I saw how well Sidney Blumlein knew my father. He was urging Abraham into the weird light of this roomful of celebrants, baiting him with the possibility of an audience worth addressing. I didn’t know whether I wanted him to succeed.

“This is what, Abe? Only your fifth or sixth time at a convention?”

My father hunched, seeming to wish he could reply with his shoulders. Finally he leaned into the microphone and said, “I haven’t counted.”

“I first dragged you to a LunaCon, in New York, in the early eighties. You weren’t happy.”

“No, it wasn’t to my taste,” said Abraham reluctantly.

The crowd tittered.

“And wouldn’t it be fair to say, Abe, you rarely if ever read the books under your jackets?”

Now a collective gasp.

“Oh, I’ve never done,” said Abraham. “I say it without apology. Mr. Vundane, your book, what was the title?”

Neural Circus ,” supplied R. Fred Vundane, his jaw so clenched it mashed the vowels.

“Yes, Neural Circus . I was always stopped by that title. It seemed, I’m sorry, vaguely distasteful to me. You speak of surrealists-I suppose you mean the poets. It feels a very poor shade of symbolist imagery, actually. Rimbaud, maybe? No, I was asked to envision other worlds, and I did. Any congruence with the work is happenstance.”

I’d read R. Fred’s book. I recalled a troupe of genetically altered acrobats residing in a hollowed asteroid.

Blumlein rode in to the rescue now, perhaps pitying Vundane, who’d shrunk even smaller in his chair. “This is just an example, I think, of the wider context, the erudition , that Abe brings to what he touches. In our field he’s a comet streaking past, whom we’ve managed to lure into our orbit. A fellow traveler, like a Stanley Kubrick or a Stanislaw Lem. He disdains our vocabulary even as he reinvents it to suit his own impulses.”

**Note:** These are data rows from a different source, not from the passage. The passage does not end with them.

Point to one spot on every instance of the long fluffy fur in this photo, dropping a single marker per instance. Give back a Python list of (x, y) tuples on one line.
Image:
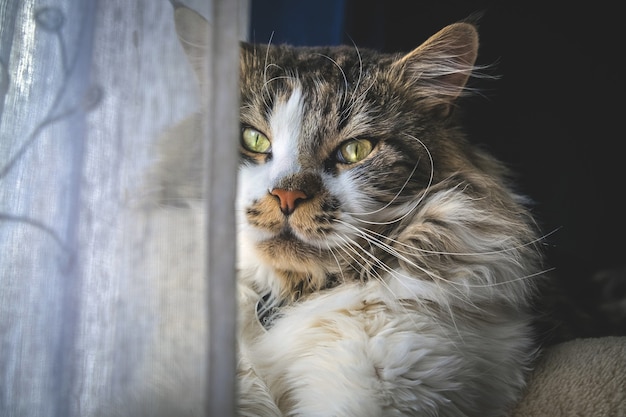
[(402, 283)]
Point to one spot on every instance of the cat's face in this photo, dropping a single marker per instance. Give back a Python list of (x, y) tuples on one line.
[(338, 146)]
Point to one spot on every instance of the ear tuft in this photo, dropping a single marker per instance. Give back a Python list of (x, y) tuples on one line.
[(439, 68)]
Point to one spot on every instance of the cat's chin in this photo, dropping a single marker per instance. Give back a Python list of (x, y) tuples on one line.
[(285, 251)]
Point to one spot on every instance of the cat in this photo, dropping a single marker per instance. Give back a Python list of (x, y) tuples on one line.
[(386, 266)]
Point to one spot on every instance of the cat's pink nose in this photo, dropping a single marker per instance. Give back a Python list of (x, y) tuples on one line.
[(288, 199)]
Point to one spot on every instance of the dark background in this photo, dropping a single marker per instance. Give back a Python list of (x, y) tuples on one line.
[(555, 114)]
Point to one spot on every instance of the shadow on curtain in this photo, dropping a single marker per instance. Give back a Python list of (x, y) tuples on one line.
[(103, 300)]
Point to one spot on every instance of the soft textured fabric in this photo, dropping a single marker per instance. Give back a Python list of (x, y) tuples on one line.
[(584, 377)]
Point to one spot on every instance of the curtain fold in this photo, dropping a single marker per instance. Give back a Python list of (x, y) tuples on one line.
[(103, 298)]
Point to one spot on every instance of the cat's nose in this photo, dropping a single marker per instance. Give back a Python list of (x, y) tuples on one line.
[(289, 199)]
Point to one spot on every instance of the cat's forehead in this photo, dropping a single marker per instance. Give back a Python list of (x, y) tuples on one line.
[(276, 63)]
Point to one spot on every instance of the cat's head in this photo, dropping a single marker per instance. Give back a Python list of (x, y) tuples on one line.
[(339, 147)]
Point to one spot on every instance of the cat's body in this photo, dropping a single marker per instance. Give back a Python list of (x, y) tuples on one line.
[(385, 266)]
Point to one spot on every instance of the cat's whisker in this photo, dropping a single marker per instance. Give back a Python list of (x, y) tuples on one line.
[(446, 253), (415, 204), (343, 74), (393, 274)]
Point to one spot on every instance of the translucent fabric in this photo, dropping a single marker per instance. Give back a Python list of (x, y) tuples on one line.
[(104, 296)]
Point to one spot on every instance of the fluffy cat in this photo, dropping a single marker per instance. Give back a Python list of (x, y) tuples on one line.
[(386, 265)]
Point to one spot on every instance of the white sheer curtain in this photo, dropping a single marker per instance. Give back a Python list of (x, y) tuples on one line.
[(103, 301)]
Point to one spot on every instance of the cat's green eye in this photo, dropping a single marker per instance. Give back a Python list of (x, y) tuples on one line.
[(255, 141), (354, 150)]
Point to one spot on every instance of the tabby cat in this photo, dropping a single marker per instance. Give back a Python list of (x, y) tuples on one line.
[(386, 266)]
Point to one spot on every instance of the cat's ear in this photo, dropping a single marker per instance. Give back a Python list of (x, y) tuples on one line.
[(439, 68), (193, 32)]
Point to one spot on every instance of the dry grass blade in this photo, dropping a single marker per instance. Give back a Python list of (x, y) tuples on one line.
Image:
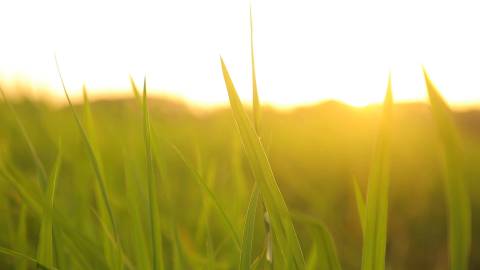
[(458, 202)]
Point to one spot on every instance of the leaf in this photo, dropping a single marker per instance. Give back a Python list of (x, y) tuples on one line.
[(17, 254), (360, 204), (36, 159), (201, 181), (249, 231), (325, 254), (46, 244), (94, 160), (256, 100), (155, 225), (283, 229), (458, 201), (375, 236)]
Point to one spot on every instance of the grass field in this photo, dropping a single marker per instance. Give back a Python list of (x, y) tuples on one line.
[(142, 183)]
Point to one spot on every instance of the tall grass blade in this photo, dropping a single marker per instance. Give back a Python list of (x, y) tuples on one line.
[(94, 160), (256, 100), (458, 201), (155, 225), (375, 236), (360, 204), (45, 251), (324, 253), (283, 229), (17, 254), (249, 231), (201, 181), (36, 159)]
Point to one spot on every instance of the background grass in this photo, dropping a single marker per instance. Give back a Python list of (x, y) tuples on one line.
[(313, 153)]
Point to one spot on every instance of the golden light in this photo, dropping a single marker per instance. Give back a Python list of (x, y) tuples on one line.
[(305, 51)]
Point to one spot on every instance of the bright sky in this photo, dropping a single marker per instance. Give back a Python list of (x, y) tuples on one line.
[(306, 51)]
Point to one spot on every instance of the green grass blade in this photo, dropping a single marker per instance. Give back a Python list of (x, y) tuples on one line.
[(375, 236), (93, 159), (201, 181), (458, 201), (82, 245), (249, 231), (45, 244), (155, 226), (26, 137), (256, 99), (135, 91), (17, 254), (323, 245), (360, 204), (283, 229), (139, 240), (327, 254)]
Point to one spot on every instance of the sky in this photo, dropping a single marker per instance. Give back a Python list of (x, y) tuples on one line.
[(305, 51)]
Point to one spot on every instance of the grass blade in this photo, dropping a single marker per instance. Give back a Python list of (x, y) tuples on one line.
[(94, 160), (45, 244), (325, 256), (458, 201), (17, 254), (375, 236), (155, 226), (283, 229), (360, 204), (249, 231), (256, 100), (26, 137), (211, 195)]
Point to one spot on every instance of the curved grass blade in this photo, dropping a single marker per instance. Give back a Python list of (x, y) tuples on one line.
[(283, 229), (45, 249), (17, 254), (155, 226), (458, 201), (83, 246), (94, 160), (375, 236), (360, 204), (26, 137), (325, 256), (249, 231), (256, 100), (211, 195)]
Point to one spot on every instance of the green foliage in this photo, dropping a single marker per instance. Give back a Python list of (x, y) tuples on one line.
[(375, 230), (458, 201)]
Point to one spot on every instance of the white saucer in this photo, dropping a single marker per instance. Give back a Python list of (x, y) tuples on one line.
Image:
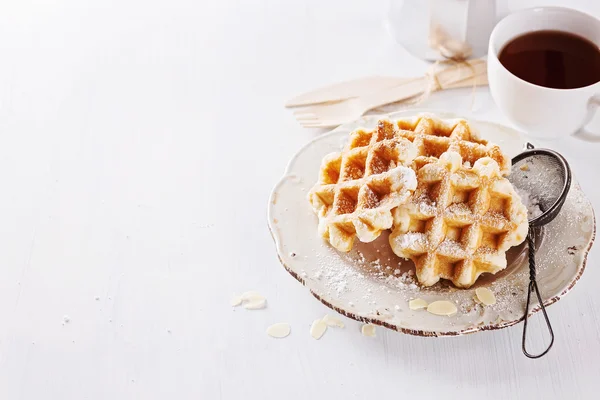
[(364, 283)]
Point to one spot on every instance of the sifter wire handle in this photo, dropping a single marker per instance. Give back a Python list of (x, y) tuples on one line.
[(532, 287)]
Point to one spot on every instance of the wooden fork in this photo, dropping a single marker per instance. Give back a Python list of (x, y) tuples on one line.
[(333, 114)]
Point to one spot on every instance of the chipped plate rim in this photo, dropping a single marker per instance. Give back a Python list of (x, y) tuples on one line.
[(372, 320)]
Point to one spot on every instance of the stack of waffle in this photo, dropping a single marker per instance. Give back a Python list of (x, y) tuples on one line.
[(439, 187)]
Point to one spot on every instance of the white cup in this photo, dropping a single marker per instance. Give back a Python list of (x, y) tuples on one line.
[(540, 111)]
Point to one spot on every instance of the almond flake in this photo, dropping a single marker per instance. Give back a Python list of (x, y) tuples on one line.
[(442, 307), (485, 295), (318, 328), (279, 330), (417, 304), (252, 300), (236, 301), (333, 321), (368, 330)]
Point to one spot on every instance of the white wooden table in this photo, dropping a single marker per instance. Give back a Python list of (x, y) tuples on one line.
[(140, 141)]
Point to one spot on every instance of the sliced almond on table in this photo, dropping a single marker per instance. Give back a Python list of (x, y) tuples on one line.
[(442, 307), (333, 321), (279, 330), (256, 304), (318, 328), (368, 330), (417, 304), (486, 296)]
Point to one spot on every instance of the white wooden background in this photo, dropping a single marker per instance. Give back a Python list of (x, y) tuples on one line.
[(140, 141)]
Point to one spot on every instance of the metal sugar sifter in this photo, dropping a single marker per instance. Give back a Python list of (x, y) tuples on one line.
[(543, 179)]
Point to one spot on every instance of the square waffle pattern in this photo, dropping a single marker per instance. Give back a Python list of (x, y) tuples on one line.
[(433, 136), (460, 220), (358, 188)]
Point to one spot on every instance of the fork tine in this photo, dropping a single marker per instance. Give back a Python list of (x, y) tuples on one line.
[(304, 110)]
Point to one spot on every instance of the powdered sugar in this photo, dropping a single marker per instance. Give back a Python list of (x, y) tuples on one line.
[(531, 203)]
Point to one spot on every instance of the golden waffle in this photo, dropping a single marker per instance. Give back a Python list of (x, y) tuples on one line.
[(358, 188), (460, 221), (433, 137)]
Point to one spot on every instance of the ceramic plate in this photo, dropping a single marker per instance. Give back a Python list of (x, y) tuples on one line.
[(371, 284)]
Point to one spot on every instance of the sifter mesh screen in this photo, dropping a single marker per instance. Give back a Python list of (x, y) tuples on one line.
[(542, 179)]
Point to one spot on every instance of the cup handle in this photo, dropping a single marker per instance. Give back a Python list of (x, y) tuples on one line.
[(584, 134)]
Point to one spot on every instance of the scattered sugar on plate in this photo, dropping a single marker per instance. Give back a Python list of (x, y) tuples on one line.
[(368, 330), (318, 329)]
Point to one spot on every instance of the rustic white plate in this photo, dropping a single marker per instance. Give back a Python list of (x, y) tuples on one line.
[(367, 284)]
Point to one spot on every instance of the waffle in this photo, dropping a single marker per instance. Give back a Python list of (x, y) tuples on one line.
[(460, 220), (358, 188), (433, 137)]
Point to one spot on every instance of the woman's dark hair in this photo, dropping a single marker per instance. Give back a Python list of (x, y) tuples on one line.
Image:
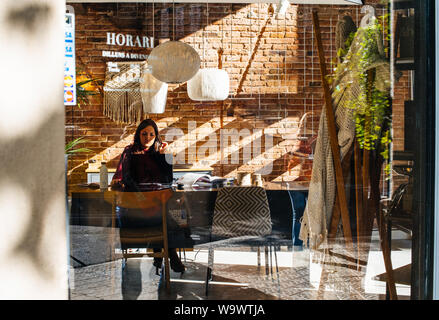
[(145, 123)]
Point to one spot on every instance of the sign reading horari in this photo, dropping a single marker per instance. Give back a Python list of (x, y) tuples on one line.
[(127, 40)]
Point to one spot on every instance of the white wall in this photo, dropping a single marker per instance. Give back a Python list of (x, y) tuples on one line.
[(33, 251)]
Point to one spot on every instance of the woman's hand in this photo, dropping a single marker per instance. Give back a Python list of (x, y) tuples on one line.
[(163, 147)]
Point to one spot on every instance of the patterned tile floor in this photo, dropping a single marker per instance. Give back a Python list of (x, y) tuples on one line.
[(298, 277)]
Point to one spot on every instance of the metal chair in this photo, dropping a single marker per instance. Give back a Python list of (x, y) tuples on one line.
[(148, 204)]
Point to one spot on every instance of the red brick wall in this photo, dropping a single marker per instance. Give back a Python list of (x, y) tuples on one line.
[(274, 80)]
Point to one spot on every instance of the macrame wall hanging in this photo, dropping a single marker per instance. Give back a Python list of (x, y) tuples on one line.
[(174, 61)]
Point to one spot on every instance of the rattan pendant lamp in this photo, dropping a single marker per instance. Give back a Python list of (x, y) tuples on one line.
[(209, 84), (153, 91), (174, 61)]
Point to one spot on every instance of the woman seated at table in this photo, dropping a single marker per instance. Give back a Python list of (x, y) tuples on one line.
[(143, 167)]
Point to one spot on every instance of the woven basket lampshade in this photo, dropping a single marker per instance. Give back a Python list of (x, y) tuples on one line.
[(154, 92), (209, 84), (174, 62)]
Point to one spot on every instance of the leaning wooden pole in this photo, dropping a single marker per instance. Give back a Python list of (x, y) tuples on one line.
[(341, 193)]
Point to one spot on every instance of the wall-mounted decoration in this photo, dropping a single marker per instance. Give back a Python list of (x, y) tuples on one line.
[(209, 84), (130, 91), (174, 62), (154, 92)]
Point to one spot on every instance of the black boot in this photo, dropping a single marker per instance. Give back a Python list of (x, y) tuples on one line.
[(157, 263), (175, 262)]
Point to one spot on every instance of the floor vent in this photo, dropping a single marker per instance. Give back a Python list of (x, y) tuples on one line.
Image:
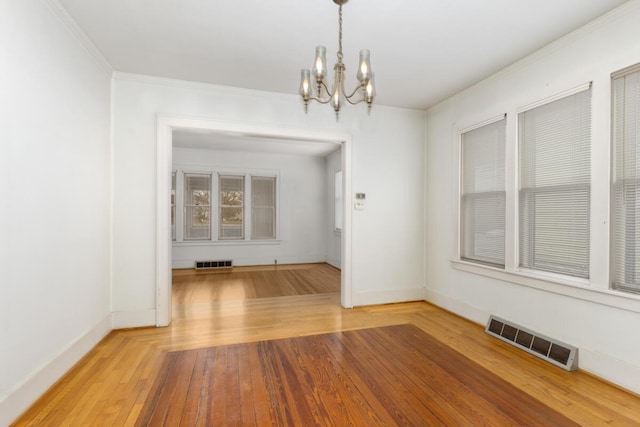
[(213, 265), (551, 350)]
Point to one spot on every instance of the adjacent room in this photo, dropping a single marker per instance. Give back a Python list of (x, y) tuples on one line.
[(320, 213)]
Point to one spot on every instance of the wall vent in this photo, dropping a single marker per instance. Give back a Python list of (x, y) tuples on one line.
[(549, 349), (214, 265)]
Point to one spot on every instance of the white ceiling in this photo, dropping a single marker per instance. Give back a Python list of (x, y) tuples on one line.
[(422, 51)]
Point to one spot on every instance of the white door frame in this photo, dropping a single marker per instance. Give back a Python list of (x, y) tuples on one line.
[(166, 125)]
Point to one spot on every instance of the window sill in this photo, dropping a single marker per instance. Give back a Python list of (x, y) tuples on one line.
[(578, 288), (225, 243)]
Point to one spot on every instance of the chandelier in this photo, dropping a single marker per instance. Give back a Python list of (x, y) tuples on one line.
[(320, 92)]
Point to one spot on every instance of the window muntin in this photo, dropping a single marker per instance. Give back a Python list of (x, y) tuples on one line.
[(482, 210), (626, 180), (197, 207), (555, 186)]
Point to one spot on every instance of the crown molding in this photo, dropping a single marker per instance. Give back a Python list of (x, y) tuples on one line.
[(72, 26)]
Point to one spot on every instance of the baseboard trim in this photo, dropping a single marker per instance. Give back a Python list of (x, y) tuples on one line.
[(388, 296), (618, 372), (133, 319), (24, 395)]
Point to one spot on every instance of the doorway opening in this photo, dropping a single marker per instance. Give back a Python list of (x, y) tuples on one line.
[(240, 132)]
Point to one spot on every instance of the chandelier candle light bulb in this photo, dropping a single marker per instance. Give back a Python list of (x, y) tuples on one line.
[(365, 91)]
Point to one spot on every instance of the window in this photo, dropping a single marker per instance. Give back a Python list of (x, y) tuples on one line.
[(482, 205), (263, 207), (197, 206), (626, 180), (338, 201), (231, 214), (173, 206), (555, 191)]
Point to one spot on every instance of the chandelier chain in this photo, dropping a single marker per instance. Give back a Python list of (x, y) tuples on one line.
[(340, 34)]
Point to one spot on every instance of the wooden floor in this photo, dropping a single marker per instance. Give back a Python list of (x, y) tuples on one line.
[(112, 383)]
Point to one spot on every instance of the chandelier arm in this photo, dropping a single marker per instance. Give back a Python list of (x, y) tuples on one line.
[(348, 97), (355, 102), (327, 92), (320, 100)]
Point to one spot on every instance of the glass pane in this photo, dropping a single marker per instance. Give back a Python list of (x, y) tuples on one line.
[(231, 215), (200, 216), (201, 197), (231, 198)]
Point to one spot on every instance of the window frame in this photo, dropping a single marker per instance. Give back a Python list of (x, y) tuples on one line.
[(597, 288), (527, 195), (215, 240), (631, 274), (479, 195)]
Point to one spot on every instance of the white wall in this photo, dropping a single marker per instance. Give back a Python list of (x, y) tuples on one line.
[(334, 238), (55, 210), (387, 165), (602, 323), (301, 216)]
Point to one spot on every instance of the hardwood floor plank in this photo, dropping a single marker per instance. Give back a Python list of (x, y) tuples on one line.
[(113, 382)]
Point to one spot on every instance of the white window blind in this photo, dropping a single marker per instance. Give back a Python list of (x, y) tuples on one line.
[(626, 180), (263, 207), (483, 194), (197, 206), (231, 214), (555, 190)]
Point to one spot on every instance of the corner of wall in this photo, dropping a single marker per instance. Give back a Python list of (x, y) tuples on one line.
[(23, 396)]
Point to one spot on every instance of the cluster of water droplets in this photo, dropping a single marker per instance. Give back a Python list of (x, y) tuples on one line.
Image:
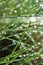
[(20, 7)]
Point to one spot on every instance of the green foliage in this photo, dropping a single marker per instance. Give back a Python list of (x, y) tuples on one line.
[(21, 36), (21, 42), (21, 8)]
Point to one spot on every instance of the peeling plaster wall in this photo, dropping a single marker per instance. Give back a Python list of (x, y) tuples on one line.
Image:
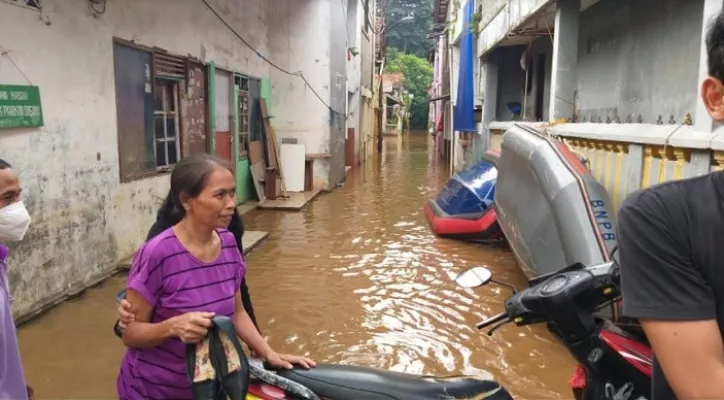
[(84, 220), (639, 58)]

“I have to interrupt, Sidney, to say you’re overstating the value of what I do.” Here was a subject to rouse Abraham’s passion. “You throw names, Kubrick, Lem. And Mr. Green, god bless him, throws Virgil Finlay, whom I’ve never had the good fortune to encounter. Let me throw a few names. Ernst, Tanquy, Matta, Kandinsky. Once in a while, the early Pollock or Rothko. If I’ve accomplished one thing, it’s been to give a rough education in contemporary painting, or what was contemporary painting in 1950. The intersection of late surrealism and early abstract expressionism. Period. It’s derivative, every last brushstroke. All quoted. Nothing to do with outer space, nothing remotely . Honestly, if you people hadn’t put such a seal on yourselves, if you’d visit a museum even once, you’d know you’re celebrating a second-rate thief .”

“You stopped at pop art?” asked Blumlein.

“Please. You have Mr. Pflug for that. That’s all there was when I began doing jackets-pop art.”

Blumlein and Ebdus had begun to seem a kind of vaudeville act, scripted at the expense of the fall guys who’d made the mistake of joining them onstage. The audience ate it up.

“Yet here you are, Abe, among us. LunaCon wasn’t to your liking, but you’ve spent a career among us, sharing your gift. You’re the guest of honor .”

“Look, that’s fair. You want an explanation. It isn’t pretty. If I were a stronger person I wouldn’t be here. I’m tempted by flattery, so I come. My work on film is hardly known. It’s unknown . You people have been very kind, too kind. I’ve grown fond, despite myself. My companion enjoys travel. There isn’t one explanation, there are several.”

“Do you feel a part of the field, warts and all?”

Abraham shrugged. “It’s a bohemian demimonde, like any other. There are similar convocations in the world of so-called experimental film, but I’ve always declined to go. Some attend imagining they can further themselves. But the work, the true work, is of course carried on elsewhere. Perhaps for me the stakes there are too high, so I accept your invitations instead. I don’t ponder these things. An event like this is an accident, not necessarily a happy one. I frankly marvel at the oddness of a room gathered in honor of a forgotten man, a nobody. Perhaps I can wake you from the trance you’re in, but I doubt it.”

Fifty people laughed in delighted recognition, and a light spontaneous applause broke out. I heard a woman in the row ahead whisper appreciatively, “He always says that.”